My playbooks require modification (coming from 1.3.1 and apparent variable changes that no longer allow the ${var} notation it appears, perhaps more) - but don’t want to take that on just yet. So I start backing down versions to see what version I can run without modifying playbooks. So I run this:

  • “git checkout release1.4.0”

  • python setup.py build

  • source hacking/env-setup

For some strange reason, after completely resetting my environment, “ansible --version” is still returning “ansible 1.6.1”. I’ll even do an “rm -rf” on my source directory, do a “git reset --hard” and do a complete rebuild, nothing. What am I missing here - where is that version number coming from, because I’m concerned I’m not hitting the right thing, or I still have something hanging around that could make stability an issue.

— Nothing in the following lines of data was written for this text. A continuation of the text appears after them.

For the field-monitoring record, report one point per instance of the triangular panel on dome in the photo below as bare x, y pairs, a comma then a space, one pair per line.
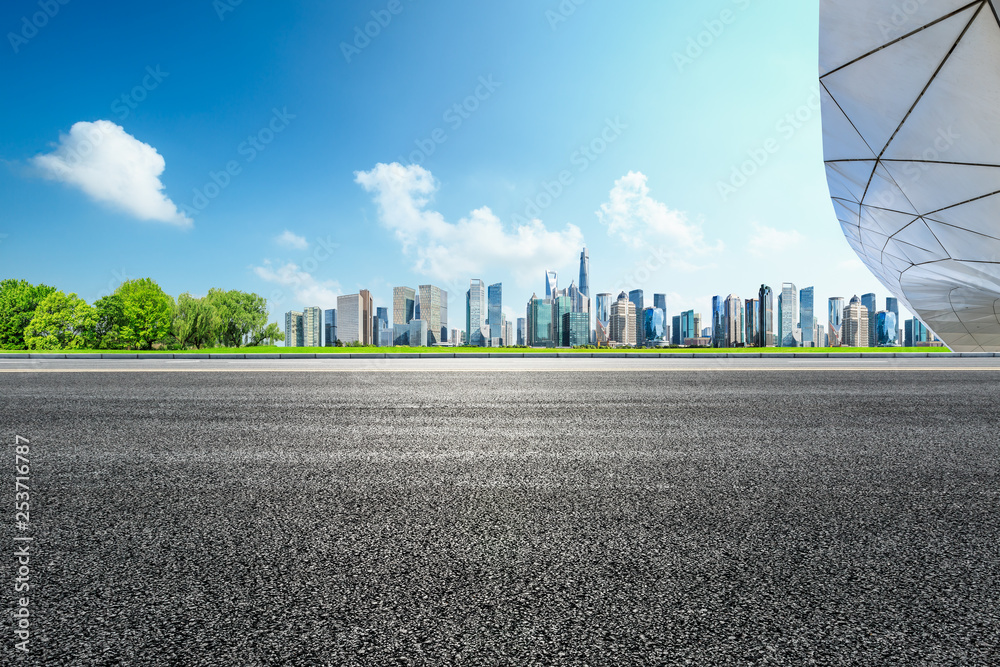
962, 244
883, 192
841, 140
981, 216
959, 115
918, 234
878, 91
884, 221
871, 26
849, 179
931, 186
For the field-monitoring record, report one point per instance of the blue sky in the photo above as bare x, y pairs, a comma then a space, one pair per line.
681, 142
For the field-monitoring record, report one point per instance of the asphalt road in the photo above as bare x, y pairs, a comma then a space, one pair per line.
453, 514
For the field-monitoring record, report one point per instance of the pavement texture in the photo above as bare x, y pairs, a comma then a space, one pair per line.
480, 518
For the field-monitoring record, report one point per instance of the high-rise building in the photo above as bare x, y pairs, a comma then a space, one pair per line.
886, 329
434, 311
636, 297
419, 334
622, 321
855, 324
551, 284
835, 317
654, 326
495, 310
354, 322
718, 321
541, 332
293, 329
868, 301
806, 317
561, 305
733, 322
602, 318
475, 314
660, 301
403, 304
575, 329
312, 326
330, 327
751, 317
788, 322
688, 327
765, 327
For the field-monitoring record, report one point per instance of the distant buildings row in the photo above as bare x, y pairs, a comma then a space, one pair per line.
566, 318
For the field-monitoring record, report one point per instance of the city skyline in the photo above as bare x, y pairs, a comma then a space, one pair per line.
282, 189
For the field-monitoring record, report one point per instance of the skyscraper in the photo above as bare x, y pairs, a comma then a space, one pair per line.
654, 326
539, 323
733, 321
494, 315
622, 321
765, 328
660, 301
636, 297
293, 329
855, 328
602, 317
886, 329
551, 284
806, 317
718, 321
330, 327
835, 317
475, 313
788, 321
868, 301
434, 311
312, 323
354, 314
403, 303
750, 318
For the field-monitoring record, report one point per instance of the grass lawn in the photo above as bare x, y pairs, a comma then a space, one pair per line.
501, 350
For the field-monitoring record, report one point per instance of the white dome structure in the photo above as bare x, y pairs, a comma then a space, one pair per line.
911, 139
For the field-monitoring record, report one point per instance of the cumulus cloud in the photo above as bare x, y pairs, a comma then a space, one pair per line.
641, 221
291, 240
473, 246
306, 289
768, 241
113, 167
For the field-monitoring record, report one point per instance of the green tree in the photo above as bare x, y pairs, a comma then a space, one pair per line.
242, 316
270, 334
18, 301
146, 313
195, 321
61, 322
109, 316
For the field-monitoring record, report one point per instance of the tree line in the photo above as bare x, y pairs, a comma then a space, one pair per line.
138, 316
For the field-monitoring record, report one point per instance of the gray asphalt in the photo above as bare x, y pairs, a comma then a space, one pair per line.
436, 514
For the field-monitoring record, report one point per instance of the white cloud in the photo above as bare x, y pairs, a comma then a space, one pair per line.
291, 240
768, 242
305, 288
640, 221
472, 247
113, 167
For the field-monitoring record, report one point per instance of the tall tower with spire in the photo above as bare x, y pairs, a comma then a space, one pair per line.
584, 283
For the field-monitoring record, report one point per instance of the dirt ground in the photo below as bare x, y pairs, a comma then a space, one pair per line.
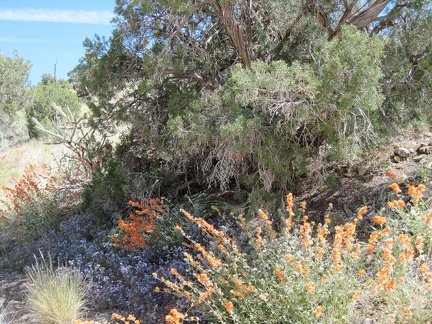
359, 183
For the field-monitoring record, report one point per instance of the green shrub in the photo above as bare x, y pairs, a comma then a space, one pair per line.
55, 296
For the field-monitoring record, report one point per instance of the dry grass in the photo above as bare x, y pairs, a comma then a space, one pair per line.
55, 296
14, 159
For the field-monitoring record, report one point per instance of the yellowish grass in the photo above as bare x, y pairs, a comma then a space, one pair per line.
55, 296
13, 160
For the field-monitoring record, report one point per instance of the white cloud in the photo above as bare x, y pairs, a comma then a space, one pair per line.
101, 17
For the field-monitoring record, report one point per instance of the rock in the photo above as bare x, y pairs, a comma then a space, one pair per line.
417, 158
424, 149
402, 152
397, 159
362, 169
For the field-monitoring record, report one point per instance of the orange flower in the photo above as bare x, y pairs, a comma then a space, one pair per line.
361, 272
380, 220
280, 274
390, 174
424, 268
318, 311
237, 293
262, 214
229, 306
309, 286
395, 187
390, 285
117, 316
361, 212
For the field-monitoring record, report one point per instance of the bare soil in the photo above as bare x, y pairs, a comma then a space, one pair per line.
359, 183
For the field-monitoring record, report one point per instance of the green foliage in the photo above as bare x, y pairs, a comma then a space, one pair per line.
238, 96
55, 295
302, 274
108, 192
46, 94
15, 94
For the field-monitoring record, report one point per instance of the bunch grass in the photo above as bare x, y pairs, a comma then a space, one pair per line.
55, 296
304, 274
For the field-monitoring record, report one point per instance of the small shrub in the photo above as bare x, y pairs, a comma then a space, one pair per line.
302, 274
5, 317
141, 226
40, 196
55, 296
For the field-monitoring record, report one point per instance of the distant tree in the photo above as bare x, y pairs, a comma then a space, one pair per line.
236, 92
47, 93
15, 93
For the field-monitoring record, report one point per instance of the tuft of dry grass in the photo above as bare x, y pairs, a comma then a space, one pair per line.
5, 317
55, 296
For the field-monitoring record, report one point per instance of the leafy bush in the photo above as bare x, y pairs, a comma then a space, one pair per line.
5, 317
107, 194
268, 122
37, 200
55, 296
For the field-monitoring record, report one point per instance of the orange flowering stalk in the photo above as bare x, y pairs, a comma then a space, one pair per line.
229, 306
396, 204
280, 274
391, 175
416, 192
318, 311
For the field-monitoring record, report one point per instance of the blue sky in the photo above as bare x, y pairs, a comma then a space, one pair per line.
51, 32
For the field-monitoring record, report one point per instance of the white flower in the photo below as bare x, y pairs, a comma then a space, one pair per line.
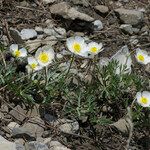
16, 52
94, 48
77, 45
44, 56
142, 56
33, 65
143, 98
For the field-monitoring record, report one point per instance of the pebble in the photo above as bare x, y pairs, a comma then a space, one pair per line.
132, 17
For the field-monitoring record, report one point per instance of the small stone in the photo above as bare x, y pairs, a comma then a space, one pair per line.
66, 125
12, 125
20, 147
55, 145
49, 1
6, 145
98, 25
123, 58
15, 34
50, 40
81, 2
132, 17
127, 28
34, 145
102, 9
68, 12
1, 116
122, 125
17, 115
27, 34
39, 30
33, 44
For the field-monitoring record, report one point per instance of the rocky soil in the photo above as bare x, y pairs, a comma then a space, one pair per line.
38, 23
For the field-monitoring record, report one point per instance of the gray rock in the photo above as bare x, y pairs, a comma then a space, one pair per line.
147, 68
19, 147
55, 145
123, 58
17, 115
15, 34
1, 116
132, 17
81, 2
6, 145
22, 133
27, 34
39, 30
34, 145
66, 125
98, 25
33, 126
49, 1
122, 125
127, 28
56, 32
102, 9
65, 10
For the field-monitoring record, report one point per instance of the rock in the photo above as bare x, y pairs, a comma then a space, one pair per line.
101, 9
122, 125
74, 14
33, 126
39, 30
98, 25
27, 34
127, 28
22, 133
123, 58
132, 17
20, 147
55, 145
66, 125
15, 34
81, 2
33, 44
68, 12
34, 111
49, 1
50, 40
49, 118
17, 115
34, 145
12, 125
6, 145
1, 116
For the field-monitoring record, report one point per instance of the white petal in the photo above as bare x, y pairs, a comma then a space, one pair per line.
23, 52
79, 39
32, 60
13, 47
138, 96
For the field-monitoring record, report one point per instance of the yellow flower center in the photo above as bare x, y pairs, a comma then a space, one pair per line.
17, 53
43, 57
144, 100
33, 66
77, 47
93, 49
141, 57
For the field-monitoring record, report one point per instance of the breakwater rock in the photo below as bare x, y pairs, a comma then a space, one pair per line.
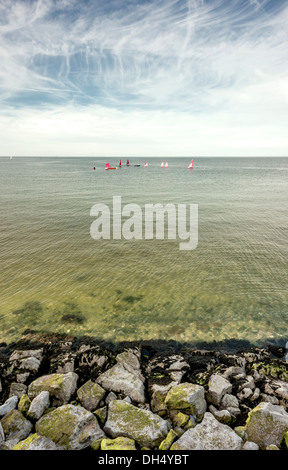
67, 393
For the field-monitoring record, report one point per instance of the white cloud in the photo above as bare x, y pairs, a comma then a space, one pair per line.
165, 77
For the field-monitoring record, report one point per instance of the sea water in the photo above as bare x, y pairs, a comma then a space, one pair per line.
56, 278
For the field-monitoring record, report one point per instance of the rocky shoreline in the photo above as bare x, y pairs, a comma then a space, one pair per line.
66, 393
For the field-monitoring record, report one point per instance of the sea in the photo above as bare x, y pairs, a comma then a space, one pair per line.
57, 277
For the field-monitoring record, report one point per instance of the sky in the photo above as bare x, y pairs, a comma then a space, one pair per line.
144, 78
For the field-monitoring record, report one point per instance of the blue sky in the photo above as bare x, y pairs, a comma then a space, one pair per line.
149, 77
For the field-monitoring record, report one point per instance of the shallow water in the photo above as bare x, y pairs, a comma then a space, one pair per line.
56, 277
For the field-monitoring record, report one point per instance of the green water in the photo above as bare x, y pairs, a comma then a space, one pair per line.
56, 277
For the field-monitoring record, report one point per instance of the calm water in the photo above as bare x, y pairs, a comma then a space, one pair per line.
55, 277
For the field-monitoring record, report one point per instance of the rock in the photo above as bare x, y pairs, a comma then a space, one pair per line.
146, 428
188, 398
10, 404
90, 395
158, 401
36, 442
101, 414
16, 426
223, 416
38, 405
2, 436
272, 447
267, 424
26, 353
218, 386
24, 404
17, 389
130, 360
180, 419
168, 441
234, 371
60, 387
71, 427
248, 445
118, 379
209, 435
245, 394
27, 359
120, 443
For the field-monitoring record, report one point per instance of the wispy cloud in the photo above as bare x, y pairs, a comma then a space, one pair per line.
141, 65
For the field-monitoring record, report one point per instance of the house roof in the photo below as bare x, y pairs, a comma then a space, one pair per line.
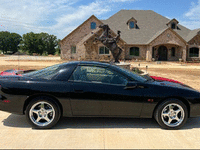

Running a “which ansible” returns the following, so I’m pretty sure I’m pulling the right executable: ~/gitroot/ansible/bin/ansible

Thoughts?

… aaaaand as is usual for me, I dug deeper and realized that there were some packages installed in /usr/lib/python2.6/site-packages. So I ran “easy_install pip”, then ran “sudo pip uninstall ansible” until it gave me an error that nothing was left to uninstall (took about 9 runs to get all the various .egg files removed), then did an “rm -rf ansible” in that site-packages directory to remove ansible’s files from there as well. That cleared the problem right up - which means I was pulling at least some of the files from another release (at least init.py) - so this would not have been a good thing.

Someone clarify if I did this the wrong way, but it appears to be working for now…

Not sure what is going on with pip in your case, but there’s nothing in Ansible’s pip configuration that running it 8 vs 9 times would change :slight_smile:

Ansible 1.4 is quite old though and there have been security updates in the 1.5 series, you should take the time to fix variable issues for sure so you can be running the latest.

I’d probably recommend yum or apt as an install source if you want the easiest way to manage packages.